Mountain villages of Dutch holiday-makers, wooden houses, good bread and the occasional belled cow.
Down to St. Jean and St. Michel de Maurienne, could have been anywhere between Huddersfield and Halifax, an industrial grey valley bathed in a clean sunshine unknown in the English Pennines.
Winding up to the Col du Telegraph, a journey soon to be repeated by the Tour du France: the car didn't like the climb... imagine cycling it (and many do... you stop for a pause to look at the view and a slowly-passing, slowly-climbing cyclist calls, "bonjour" and smiles on his uphill way).
Pass through Valloir and on up and up towards the Col du Galibier. Forty kilometers of green desert: no trees, no shrubs: hot, dry, green-desert-with-flowers. Landscape-moonscape. Sharp peaks and smooth slopes, crumbling rocks and stepping-stone grass.
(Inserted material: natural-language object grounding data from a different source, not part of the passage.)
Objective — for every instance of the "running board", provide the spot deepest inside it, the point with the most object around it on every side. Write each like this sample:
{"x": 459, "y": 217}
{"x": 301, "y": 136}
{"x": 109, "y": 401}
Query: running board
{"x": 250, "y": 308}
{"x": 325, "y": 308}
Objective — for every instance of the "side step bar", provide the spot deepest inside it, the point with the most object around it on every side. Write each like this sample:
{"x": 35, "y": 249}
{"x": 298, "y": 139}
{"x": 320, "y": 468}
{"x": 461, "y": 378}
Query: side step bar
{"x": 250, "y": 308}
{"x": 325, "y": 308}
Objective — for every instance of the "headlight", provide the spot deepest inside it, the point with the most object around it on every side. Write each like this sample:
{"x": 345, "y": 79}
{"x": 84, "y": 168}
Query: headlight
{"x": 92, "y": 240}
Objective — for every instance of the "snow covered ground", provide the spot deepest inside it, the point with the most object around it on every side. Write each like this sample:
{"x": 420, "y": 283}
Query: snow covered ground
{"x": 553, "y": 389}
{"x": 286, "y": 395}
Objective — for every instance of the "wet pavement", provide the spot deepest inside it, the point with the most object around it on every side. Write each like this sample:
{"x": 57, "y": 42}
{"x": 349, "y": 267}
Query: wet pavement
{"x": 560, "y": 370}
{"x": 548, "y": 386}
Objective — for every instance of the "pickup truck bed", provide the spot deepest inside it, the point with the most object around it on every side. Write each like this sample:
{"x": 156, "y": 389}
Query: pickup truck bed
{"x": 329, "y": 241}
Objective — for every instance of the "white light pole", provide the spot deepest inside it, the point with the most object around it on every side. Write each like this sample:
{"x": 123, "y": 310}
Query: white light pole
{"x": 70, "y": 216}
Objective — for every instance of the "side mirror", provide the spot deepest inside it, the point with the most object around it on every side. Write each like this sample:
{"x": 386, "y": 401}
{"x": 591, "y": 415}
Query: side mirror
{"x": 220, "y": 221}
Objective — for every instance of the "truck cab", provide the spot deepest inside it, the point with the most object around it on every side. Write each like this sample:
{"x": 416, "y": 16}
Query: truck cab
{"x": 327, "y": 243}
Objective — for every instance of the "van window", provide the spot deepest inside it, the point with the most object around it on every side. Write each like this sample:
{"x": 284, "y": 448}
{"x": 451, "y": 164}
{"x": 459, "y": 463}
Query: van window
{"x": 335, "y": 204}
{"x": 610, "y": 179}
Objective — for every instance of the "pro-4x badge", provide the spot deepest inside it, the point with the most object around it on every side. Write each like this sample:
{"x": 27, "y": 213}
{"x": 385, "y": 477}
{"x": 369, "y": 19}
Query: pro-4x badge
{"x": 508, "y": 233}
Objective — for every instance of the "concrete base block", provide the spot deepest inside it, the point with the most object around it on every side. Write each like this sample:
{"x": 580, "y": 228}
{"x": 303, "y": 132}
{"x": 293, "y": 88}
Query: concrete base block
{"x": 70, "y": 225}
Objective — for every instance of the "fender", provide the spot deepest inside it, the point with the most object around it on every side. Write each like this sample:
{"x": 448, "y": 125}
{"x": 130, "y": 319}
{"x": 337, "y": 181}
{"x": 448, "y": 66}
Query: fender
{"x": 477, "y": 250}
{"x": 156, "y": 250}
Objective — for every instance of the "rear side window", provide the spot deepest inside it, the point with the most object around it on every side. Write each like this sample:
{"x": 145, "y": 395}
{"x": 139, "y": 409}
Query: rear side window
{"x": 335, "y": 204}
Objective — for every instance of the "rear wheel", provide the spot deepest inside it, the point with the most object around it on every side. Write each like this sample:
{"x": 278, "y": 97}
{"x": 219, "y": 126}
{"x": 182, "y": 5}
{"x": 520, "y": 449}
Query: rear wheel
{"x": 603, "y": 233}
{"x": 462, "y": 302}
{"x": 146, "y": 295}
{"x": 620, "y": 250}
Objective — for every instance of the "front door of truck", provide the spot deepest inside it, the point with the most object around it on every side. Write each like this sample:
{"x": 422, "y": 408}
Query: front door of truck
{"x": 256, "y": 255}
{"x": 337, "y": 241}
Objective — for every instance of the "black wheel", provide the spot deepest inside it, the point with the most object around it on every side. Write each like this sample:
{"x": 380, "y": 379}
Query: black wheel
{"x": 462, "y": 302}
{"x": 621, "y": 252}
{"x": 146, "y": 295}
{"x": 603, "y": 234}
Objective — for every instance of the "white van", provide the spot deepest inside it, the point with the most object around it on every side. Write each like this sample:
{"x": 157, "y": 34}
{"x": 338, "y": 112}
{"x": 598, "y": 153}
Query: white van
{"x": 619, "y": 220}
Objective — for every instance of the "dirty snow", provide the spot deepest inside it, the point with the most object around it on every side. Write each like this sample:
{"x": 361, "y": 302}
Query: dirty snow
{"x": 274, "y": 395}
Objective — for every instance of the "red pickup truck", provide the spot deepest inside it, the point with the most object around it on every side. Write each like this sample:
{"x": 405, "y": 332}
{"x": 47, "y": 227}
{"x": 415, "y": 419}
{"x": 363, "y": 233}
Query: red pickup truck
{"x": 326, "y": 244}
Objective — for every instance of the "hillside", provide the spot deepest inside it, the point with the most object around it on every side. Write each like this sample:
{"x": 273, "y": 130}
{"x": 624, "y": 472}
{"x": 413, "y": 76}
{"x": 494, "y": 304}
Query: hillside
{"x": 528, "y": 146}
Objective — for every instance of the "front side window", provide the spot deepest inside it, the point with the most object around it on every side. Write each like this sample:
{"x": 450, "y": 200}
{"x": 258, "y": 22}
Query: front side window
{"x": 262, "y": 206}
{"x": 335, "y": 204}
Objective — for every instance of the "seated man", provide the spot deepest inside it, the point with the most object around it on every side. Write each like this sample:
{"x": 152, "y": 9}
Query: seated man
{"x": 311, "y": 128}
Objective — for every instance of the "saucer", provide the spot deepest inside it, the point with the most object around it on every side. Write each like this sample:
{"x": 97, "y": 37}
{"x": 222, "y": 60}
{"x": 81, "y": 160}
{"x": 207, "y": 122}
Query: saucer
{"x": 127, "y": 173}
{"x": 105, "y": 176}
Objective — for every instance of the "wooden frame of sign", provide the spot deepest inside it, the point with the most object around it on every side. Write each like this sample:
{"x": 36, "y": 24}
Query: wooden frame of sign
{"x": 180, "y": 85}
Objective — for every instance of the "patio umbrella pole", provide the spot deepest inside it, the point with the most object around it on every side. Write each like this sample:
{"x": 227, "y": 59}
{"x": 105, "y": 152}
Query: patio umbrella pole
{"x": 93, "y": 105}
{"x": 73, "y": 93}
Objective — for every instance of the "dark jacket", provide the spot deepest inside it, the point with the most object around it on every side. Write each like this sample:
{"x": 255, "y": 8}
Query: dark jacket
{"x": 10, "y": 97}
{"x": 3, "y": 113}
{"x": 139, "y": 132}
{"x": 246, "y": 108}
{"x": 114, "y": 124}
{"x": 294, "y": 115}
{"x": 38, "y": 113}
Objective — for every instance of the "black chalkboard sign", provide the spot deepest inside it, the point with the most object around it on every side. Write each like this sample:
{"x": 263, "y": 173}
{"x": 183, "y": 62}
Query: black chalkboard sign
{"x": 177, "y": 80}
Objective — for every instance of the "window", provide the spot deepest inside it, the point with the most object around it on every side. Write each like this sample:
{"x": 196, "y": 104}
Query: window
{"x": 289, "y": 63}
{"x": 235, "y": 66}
Sit in the hot sun and feel the cool breeze whisper of snow. It's still there in folded patches, white and grey now.
At the Col, 2646 metres above, immense views over this summer-revealed landscape: the sounds of motors climbing to the top are hushed by the silent mountains. No-one talks. All are looking, looking at nature revealed in this short hot time between spring and autumn. Worthy of a long journey: a pagan pilgrimage to nature's altar. See it now: tomorrow it may gone: next year is a long way away...
From la Grave you can see the glaciers that hang over the town as the sun is melting the street. And then a waterfall drops out of the sky, white spray blowing away like a cloud from a mountain peak.
Grenoble is hot and grey and heavy after this.